L’inizio della presa dati di XENON1T è previsto per la fine dell’anno e
ci sono tutte le premesse non solo per verificare altri modelli di
materia oscura, oltre a quello che prevede che sia costituita da WIMP (Weakly
Interacting Massive Particle), ma soprattutto per riuscire
finalmente a rivelarla.
La
raccolta dei dati durerà due anni, ma i fisici di XENON1T guardano già
oltre, ad un esperimento di circa 7 tonnellate di xenon che potrebbero
essere ospitate nello stesso criostato attualmente installato.
Il ruolo della sezione di
Bologna
Il gruppo di Bologna partecipa all'esperimento XENON1T fin dalla sua
ideazione e progettazione, nel 2009.
E' responsabile della realizzazione del "muon veto" all'interno
della water tank (di circa 10 m sia di diametro che di altezza),
strumento che permette di portare il fondo da neutroni cosmogenici a
livelli trascurabili.
Il muon veto è costituito da un sistema di 84 fotomoltiplicatori,
disposti sulle pareti interne, sul pavimento e all’interno del tetto
della water tank, i quali sono stati testati a Bologna e al LNGS
con il contributo di tecnici e ricercatori della sezione.

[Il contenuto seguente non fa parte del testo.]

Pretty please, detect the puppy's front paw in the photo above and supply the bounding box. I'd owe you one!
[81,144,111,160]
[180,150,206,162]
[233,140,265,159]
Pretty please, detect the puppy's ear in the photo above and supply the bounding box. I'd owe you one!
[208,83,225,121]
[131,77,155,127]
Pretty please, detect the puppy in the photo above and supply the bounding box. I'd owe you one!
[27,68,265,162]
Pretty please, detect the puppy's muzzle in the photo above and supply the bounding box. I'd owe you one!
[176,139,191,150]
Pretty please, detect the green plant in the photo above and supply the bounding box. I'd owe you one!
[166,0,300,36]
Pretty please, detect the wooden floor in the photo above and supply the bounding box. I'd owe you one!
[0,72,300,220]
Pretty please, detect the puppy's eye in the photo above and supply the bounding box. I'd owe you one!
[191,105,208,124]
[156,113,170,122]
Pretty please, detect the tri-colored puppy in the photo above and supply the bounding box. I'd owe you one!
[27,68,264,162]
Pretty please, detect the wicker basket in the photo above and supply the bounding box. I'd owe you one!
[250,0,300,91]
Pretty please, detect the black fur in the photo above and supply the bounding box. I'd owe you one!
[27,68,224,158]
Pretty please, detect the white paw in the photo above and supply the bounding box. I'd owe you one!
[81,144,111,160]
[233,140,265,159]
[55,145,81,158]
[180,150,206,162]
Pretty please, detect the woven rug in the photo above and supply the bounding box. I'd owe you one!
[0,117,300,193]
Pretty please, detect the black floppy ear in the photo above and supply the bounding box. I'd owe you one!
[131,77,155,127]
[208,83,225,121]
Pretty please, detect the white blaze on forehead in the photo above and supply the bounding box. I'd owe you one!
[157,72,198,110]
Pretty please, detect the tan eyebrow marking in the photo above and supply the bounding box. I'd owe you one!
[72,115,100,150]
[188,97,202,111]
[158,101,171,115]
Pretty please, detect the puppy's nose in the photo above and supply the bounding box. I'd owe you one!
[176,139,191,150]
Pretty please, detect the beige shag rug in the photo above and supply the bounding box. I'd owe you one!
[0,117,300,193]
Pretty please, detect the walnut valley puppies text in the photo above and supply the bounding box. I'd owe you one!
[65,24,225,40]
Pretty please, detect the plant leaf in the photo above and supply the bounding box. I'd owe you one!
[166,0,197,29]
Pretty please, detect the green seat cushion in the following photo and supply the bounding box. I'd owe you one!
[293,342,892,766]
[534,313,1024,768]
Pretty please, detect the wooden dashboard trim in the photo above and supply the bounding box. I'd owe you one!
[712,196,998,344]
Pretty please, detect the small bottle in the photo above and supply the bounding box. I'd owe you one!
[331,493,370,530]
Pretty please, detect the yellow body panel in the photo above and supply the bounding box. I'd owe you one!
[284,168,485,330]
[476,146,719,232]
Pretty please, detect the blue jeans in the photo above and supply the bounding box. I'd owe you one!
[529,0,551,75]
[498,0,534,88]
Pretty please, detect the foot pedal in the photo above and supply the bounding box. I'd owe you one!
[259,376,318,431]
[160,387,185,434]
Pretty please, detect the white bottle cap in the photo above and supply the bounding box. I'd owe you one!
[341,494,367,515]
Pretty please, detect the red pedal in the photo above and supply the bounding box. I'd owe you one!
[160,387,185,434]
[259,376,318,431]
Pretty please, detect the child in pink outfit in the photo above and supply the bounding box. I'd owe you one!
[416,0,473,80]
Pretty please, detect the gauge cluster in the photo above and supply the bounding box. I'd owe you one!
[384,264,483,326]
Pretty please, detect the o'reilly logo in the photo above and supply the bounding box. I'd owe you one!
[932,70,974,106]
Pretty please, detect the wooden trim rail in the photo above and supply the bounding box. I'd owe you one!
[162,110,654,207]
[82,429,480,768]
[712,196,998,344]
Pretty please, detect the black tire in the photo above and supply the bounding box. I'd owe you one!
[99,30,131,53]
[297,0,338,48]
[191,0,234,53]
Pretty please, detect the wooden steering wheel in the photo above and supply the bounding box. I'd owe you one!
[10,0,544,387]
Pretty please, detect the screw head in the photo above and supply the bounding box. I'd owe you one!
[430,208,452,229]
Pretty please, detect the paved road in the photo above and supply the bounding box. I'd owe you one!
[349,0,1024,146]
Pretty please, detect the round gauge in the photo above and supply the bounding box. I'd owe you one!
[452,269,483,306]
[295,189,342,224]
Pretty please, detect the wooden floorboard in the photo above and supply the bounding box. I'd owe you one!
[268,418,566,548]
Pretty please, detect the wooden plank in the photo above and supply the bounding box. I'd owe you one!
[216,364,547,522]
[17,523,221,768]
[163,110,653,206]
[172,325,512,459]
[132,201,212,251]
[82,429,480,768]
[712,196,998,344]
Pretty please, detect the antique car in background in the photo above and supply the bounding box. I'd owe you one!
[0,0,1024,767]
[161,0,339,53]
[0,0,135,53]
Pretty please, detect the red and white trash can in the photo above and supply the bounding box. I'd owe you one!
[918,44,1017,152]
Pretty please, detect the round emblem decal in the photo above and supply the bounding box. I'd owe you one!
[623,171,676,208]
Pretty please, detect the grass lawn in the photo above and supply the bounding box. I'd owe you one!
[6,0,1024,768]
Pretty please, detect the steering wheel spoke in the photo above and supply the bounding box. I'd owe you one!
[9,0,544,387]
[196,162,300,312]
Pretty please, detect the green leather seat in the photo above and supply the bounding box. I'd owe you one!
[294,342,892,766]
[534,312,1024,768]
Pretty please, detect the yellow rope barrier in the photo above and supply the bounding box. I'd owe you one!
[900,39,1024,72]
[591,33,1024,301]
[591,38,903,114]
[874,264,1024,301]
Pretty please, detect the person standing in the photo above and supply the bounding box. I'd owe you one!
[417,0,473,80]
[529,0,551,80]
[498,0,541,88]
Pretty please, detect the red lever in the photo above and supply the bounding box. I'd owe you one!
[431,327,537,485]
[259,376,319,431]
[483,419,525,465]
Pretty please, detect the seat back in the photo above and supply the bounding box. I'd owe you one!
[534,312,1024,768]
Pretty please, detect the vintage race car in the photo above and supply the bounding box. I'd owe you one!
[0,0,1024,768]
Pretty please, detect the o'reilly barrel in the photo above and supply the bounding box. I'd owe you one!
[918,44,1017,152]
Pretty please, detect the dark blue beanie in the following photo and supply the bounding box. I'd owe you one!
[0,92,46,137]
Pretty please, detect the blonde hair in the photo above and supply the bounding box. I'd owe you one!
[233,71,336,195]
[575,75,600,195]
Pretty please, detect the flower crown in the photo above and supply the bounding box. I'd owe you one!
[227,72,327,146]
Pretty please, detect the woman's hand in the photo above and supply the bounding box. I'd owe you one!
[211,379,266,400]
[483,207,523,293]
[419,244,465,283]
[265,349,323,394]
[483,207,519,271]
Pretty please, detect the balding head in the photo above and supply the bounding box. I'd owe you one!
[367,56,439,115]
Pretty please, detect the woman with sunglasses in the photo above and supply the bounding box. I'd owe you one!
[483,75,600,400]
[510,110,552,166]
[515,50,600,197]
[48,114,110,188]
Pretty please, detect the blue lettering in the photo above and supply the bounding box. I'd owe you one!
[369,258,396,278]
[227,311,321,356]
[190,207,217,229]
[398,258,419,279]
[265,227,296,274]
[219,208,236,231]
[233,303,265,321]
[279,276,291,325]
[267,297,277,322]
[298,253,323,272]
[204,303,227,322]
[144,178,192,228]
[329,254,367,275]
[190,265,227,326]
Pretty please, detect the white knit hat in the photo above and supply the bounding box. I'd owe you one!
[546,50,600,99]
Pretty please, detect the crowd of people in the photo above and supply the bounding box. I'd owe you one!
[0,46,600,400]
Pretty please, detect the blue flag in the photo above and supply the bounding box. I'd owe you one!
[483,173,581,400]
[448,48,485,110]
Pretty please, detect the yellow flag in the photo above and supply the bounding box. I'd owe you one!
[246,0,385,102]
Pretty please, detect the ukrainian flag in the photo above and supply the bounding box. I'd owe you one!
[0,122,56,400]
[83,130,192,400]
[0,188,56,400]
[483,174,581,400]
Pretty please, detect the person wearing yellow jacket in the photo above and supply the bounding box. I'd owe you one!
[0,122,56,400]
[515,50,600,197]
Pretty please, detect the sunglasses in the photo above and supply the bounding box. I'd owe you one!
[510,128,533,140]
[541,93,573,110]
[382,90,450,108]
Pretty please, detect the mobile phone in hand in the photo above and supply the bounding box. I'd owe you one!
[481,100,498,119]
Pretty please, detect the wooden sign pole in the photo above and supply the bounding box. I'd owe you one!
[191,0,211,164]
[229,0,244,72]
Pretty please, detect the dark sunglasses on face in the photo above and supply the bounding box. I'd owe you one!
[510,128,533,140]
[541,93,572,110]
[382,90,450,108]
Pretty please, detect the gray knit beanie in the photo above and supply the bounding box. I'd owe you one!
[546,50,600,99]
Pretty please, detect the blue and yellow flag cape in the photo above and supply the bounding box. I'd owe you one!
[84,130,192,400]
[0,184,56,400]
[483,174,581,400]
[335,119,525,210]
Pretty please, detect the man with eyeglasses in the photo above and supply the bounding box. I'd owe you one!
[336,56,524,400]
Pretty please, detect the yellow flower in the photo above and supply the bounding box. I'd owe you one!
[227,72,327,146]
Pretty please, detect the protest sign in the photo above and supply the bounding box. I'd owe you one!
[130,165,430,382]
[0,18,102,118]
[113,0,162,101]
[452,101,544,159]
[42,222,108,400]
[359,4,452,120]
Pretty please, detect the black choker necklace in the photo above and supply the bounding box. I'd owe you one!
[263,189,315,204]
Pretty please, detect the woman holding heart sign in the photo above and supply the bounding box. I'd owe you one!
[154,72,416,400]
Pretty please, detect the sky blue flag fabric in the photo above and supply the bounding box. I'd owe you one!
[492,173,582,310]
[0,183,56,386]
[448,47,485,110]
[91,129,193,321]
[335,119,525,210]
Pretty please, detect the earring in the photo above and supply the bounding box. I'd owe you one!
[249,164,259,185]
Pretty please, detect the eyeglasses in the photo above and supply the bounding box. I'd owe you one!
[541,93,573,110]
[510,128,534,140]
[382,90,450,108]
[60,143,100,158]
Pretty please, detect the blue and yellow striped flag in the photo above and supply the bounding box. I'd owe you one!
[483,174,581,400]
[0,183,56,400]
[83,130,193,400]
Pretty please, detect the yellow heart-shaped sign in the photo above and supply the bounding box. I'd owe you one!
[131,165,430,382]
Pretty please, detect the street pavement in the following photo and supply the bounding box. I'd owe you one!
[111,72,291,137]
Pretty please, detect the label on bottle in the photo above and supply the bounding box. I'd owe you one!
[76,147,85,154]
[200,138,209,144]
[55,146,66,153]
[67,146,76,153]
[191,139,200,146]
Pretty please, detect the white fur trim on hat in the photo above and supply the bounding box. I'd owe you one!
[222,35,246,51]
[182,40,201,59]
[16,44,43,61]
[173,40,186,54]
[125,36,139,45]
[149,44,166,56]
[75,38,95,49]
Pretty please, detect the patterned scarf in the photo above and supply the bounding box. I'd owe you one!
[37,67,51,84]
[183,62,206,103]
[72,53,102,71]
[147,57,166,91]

I servizi di Officina Meccanica e Progettazione hanno partecipato molto
attivamente e con grande spirito di collaborazione a tutte le fasi di
progettazione, test e installazione finale dello strumento.
Il gruppo è responsabile inoltre delle simulazioni Monte Carlo
dell'apparato, indispensabili per fare predizioni accurate dei vari
fondi, e stimare così le prestazioni e la sensibilità dell'esperimento.